Although the Destroyer can act independently for brief periods, the construct is typically lifeless until animated by the life force of a sentient living being. Once animated, the Destroyer retains a rudimentary base personality that will eventually subvert the host unless they have a particularly strong will. Odin is also capable of casting a spell that can force the animating persona from the armor and deactivate it.

==Other versions==
===Secret Wars (2015)===
An alternate universe version of the Destroyer from the Maestro's future appears in Secret Wars.

===Ultimate Universe===
An alternate universe version of the Destroyer appears in The Ultimates.
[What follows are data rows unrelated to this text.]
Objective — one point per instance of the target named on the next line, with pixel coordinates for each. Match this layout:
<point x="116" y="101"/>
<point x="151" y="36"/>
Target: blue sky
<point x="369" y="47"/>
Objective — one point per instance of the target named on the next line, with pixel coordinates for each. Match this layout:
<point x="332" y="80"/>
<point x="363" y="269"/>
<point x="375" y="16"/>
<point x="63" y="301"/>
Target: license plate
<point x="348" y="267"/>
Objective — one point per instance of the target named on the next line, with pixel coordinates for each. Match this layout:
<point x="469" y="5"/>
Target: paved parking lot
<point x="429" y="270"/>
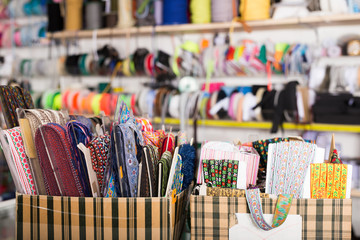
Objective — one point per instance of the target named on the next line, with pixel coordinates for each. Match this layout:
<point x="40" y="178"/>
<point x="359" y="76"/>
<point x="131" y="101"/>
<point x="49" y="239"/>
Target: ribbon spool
<point x="93" y="15"/>
<point x="255" y="10"/>
<point x="158" y="6"/>
<point x="125" y="18"/>
<point x="73" y="16"/>
<point x="224" y="10"/>
<point x="188" y="84"/>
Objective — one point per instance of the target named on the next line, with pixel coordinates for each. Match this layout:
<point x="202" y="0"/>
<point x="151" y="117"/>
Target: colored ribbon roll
<point x="125" y="18"/>
<point x="200" y="11"/>
<point x="73" y="16"/>
<point x="281" y="210"/>
<point x="175" y="12"/>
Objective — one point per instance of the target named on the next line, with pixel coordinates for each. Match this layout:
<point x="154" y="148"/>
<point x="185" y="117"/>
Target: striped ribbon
<point x="281" y="211"/>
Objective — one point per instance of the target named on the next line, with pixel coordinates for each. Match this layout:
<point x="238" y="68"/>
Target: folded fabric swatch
<point x="328" y="180"/>
<point x="178" y="176"/>
<point x="165" y="164"/>
<point x="188" y="155"/>
<point x="79" y="133"/>
<point x="118" y="164"/>
<point x="57" y="162"/>
<point x="335" y="157"/>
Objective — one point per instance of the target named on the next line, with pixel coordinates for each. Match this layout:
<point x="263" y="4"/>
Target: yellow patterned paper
<point x="315" y="180"/>
<point x="323" y="173"/>
<point x="330" y="180"/>
<point x="343" y="181"/>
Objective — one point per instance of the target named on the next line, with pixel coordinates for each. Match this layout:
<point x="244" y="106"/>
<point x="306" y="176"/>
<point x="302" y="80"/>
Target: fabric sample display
<point x="57" y="161"/>
<point x="99" y="150"/>
<point x="328" y="181"/>
<point x="178" y="176"/>
<point x="12" y="98"/>
<point x="165" y="165"/>
<point x="20" y="160"/>
<point x="287" y="166"/>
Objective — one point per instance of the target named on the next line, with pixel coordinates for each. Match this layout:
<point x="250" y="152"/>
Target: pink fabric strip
<point x="20" y="159"/>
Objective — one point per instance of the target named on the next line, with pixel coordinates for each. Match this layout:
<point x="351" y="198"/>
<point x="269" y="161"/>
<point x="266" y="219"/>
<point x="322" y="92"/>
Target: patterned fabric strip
<point x="99" y="152"/>
<point x="329" y="180"/>
<point x="20" y="159"/>
<point x="281" y="211"/>
<point x="344" y="171"/>
<point x="132" y="164"/>
<point x="79" y="133"/>
<point x="178" y="176"/>
<point x="337" y="181"/>
<point x="323" y="181"/>
<point x="57" y="161"/>
<point x="335" y="157"/>
<point x="165" y="162"/>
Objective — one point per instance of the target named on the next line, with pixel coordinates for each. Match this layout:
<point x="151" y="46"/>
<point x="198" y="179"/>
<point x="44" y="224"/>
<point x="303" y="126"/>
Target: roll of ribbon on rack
<point x="175" y="12"/>
<point x="158" y="9"/>
<point x="125" y="18"/>
<point x="93" y="15"/>
<point x="73" y="16"/>
<point x="200" y="11"/>
<point x="224" y="10"/>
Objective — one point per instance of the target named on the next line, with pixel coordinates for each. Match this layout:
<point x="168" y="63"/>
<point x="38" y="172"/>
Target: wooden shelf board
<point x="267" y="125"/>
<point x="327" y="20"/>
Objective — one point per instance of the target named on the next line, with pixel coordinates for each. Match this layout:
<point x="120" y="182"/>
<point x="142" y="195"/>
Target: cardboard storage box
<point x="46" y="217"/>
<point x="212" y="217"/>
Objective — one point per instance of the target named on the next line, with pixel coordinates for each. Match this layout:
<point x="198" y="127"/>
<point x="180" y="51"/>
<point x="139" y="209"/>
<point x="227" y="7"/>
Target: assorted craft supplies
<point x="60" y="155"/>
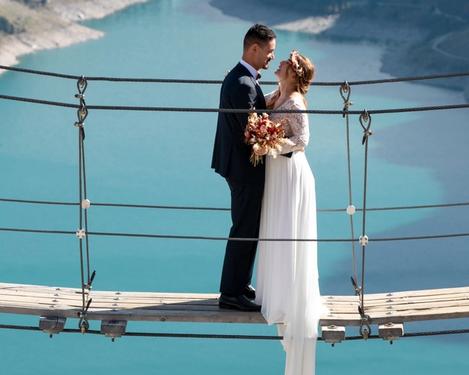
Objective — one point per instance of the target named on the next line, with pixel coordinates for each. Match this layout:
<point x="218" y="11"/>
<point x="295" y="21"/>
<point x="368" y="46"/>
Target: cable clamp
<point x="351" y="209"/>
<point x="365" y="122"/>
<point x="345" y="91"/>
<point x="85" y="204"/>
<point x="81" y="234"/>
<point x="363" y="240"/>
<point x="83" y="323"/>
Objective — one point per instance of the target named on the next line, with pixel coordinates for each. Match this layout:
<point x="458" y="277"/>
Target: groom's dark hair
<point x="259" y="34"/>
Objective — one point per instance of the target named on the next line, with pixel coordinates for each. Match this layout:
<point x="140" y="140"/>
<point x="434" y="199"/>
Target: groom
<point x="240" y="90"/>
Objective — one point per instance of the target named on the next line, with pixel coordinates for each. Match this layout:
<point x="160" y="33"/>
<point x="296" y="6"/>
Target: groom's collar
<point x="251" y="70"/>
Loki unleashes the Destroyer in a bid to end Thor's rebellion, only for Surtur to melt the Destroyer into a slab.

===What If... Loki Was Worthy? (Earth-TRN1364)===
An alternate universe version of the Destroyer appears in the novel What If... Loki Was Worthy? (written by Madeleine Roux), which is set in a timeline where Loki is stripped of his powers and banished to Earth after his latest mischief (which involved sabotaging the Destroyer with help from the dwarf Kvisa Röksdóttir) results in the death of Thor and several casualties in New York City. The Destroyer is found and discovered by Tony Stark, who (driven to revenge on Asgard after his best friend Happy Hogan dies in the fight between Thor and the Destroyer) rebuilds the remains of the Destroyer armor into the Iron Destroyer.

==In other media==
===Television===
- The Destroyer appears in the "Mighty Thor" segment of The Marvel Super Heroes.
- The Destroyer appears in The Avengers: Earth's Mightiest Heroes episode "Powerless".
- The Destroyer appears in the Ultimate Spider-Man episode "Itsy Bitsy Spider-Man".
- The Destroyer appears in Avengers Assemble.
- The Destroyer appears in Guardians of the Galaxy.
- The Destroyer appears in Marvel Disk Wars: The Avengers.

===Film===
The Destroyer appears in Thor.

===Video games===
- The Destroyer appears as a boss in Marvel: Ultimate Alliance.
- The Destroyer armor is an unlockable costume for Thor in Thor: God of Thunder.
- The Destroyer appears as a boss and unlockable character in Marvel: Avengers Alliance.
- The Destroyer appears as a boss and unlockable character in Lego Marvel Super Heroes.
- The Destroyer appears as a playable character in Marvel: Future Fight.
- The Destroyer appears as a playable character in Lego Avengers.
- The Destroyer appears as a boss in Marvel Ultimate Alliance 3: The Black Order, voiced by Liam O'Brien. Hela places Red Skull's soul into the Destroyer armor to fight the heroes and Loki, only for it to be impaled by Odin.
- The Destroyer appears in Marvel Snap.

===Merchandise===
- The Destroyer was included as a chase variant in the 15th wave of Toy Biz's Marvel Legends action figure line.
- A figure of the Destroyer was released in wave 39 of the Marvel Minimates line.
- A figure of the Destroyer was released in the Battle for Asgard's Vault 3-pack from the Marvel Super Hero Squad line, packaged with Thor and Loki.
- Two figures of the Destroyer were released in Hasbro's Thor: The Mighty Avenger line. Due to trademark issues, at least one figure is marketed as Marvel's Destroyer.
- A figure of the Destroyer was released as part of HeroClix.
- Funko released a bobblehead for the Destroyer based on its appearance in the Thor film, which was only available in certain Bethany Beach, Delaware stores.